Deformation of display image based on pupil position using projective transformation.

3 Experiments

3.1 System Evaluation Using Camera Images

Subjects A and B were asked to be seated approximately 70 cm from the display screen and to move the head to left, right, upward, downward, forward, and backward and to roll to left and right. An eye camera for capturing the PC screen was attached to the middle of the eyebrows of the subject A.

Figure 5 shows the examples of the images when the original color camera images were displayed (without the proposed methods). The subject moved the head to left, upward, and forward and rotated to left, respectively. In each of (a)–(d), the upper left shows the image of the eye camera, the upper right is the image captured from behind each subject, and the lower two images show the face images presented to each subject.

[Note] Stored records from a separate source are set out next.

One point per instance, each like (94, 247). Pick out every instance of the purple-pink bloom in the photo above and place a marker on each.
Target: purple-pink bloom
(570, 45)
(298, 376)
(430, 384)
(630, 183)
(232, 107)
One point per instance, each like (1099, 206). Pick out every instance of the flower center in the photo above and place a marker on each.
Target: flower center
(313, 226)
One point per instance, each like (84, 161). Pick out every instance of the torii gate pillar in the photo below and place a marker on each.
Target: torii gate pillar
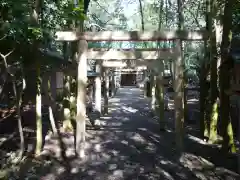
(98, 94)
(106, 90)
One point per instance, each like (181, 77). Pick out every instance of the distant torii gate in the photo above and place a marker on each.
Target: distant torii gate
(138, 55)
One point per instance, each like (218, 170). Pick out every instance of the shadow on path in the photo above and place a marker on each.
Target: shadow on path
(130, 146)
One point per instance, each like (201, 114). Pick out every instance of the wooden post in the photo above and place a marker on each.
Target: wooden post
(113, 83)
(106, 90)
(81, 98)
(179, 96)
(98, 94)
(153, 90)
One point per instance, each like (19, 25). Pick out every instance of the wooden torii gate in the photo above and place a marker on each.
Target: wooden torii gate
(84, 53)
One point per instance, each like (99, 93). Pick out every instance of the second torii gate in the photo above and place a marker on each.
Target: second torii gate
(84, 54)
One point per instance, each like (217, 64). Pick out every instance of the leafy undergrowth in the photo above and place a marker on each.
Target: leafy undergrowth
(28, 168)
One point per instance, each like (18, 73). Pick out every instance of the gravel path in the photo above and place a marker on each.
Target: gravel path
(130, 146)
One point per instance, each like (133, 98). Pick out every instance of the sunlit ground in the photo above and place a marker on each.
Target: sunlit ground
(129, 145)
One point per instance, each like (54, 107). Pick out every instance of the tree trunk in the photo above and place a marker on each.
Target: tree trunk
(224, 79)
(212, 55)
(179, 84)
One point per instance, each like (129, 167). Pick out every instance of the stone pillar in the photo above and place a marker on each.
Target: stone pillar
(153, 89)
(98, 94)
(106, 90)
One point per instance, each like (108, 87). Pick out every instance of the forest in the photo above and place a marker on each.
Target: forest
(33, 107)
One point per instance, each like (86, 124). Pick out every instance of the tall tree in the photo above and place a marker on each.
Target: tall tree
(224, 77)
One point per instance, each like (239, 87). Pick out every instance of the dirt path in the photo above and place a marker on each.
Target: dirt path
(130, 146)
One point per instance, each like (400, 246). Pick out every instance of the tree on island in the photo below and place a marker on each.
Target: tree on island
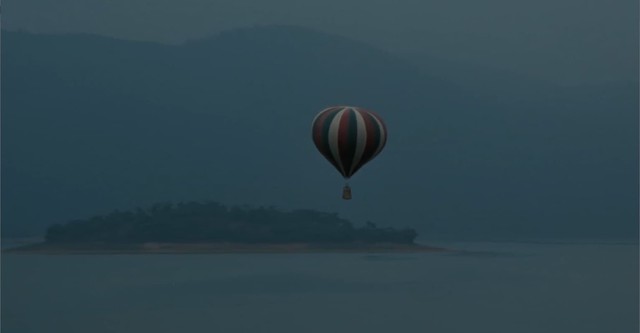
(212, 222)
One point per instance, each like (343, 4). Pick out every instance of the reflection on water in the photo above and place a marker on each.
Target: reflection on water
(491, 287)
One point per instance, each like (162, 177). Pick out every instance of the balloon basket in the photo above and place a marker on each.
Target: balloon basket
(346, 192)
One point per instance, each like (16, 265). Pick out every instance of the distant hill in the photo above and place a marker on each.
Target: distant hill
(90, 124)
(211, 222)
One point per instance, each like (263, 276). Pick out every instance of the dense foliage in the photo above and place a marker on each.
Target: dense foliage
(214, 222)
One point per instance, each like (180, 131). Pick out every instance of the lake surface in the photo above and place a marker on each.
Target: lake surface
(491, 287)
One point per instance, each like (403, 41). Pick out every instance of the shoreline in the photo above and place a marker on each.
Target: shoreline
(217, 248)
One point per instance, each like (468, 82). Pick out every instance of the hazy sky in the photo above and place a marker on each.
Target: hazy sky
(569, 41)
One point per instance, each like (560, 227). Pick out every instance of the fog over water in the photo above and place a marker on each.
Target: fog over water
(487, 287)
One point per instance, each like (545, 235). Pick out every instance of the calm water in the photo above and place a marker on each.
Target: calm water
(496, 287)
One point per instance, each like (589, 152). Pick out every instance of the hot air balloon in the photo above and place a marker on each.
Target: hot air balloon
(348, 137)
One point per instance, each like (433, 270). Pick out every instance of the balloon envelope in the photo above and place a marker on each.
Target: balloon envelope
(348, 137)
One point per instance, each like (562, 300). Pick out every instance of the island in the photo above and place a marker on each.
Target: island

The eye camera images showed the partner’s face images which had the various size and slope corresponding to the head position and rotation of the subject.

Fig. 5.
figure 5

Each camera image and displayed face images without proposed methods.

Figure 6 shows the examples of the images with the proposed methods when the subject moved the head to left, upward, and forward and rotated to left, respectively. In these conditions, the similar face images were captured from the eye camera. When the head was rotated, the presented face image also rotated, therefore, the subject A was able to observe the standing face image of the subject B.

Fig. 6.
figure 6

Each camera image and displayed face images with proposed methods.

3.2 Questionnaire About Proposed System

Twelve subjects were asked to use the system and to answer the seven questions about the system shown in Table 1. The subjects sat approximately 70 cm from the display and moved the head several times to left, right, upward, and downward within the range where both pupils were able to be detected (about ±15 cm). All questions were evaluated in five grades. For questions except questions 5 and 6, “Yes” is set to 5, “No” to 1, and “Neither” to 3. In question 5, “Bigger” is set to 5, “Smaller” to 1, and “Neither” to 3. In question 6, “Big” is set to 5, “Small” to 1, and “Just right” to 3.

Table 1. Questionnaire concerning the proposed system.

Figure 7 shows the results of the questionnaire. When the deformation of the face image by the projection transformation was performed, the high scores were obtained in the questions 2 and 4 about matching the line of sight and looking like the front face image compared to the condition without the deformation. Therefore, these results suggest that the proposed system improved realistic feeling compared to the conventional communication system.

Fig. 7.
figure 7

Results of questionnaire.

4 Conclusions

In the present paper, we proposed the head-free face-to-face remote communication system with line-of-sight matching based on our pupil detection technique [2], a wide-angle color camera located behind a 45-deg inclined magic mirror, the image deformation techniques, and so on. In the experiment, we confirmed the realistic displayed partner’s face images obtained from the eye camera images attached to the middle of the eyebrows. The results of the questionnaire suggested the improvements of usability and reality compared to the conventional system.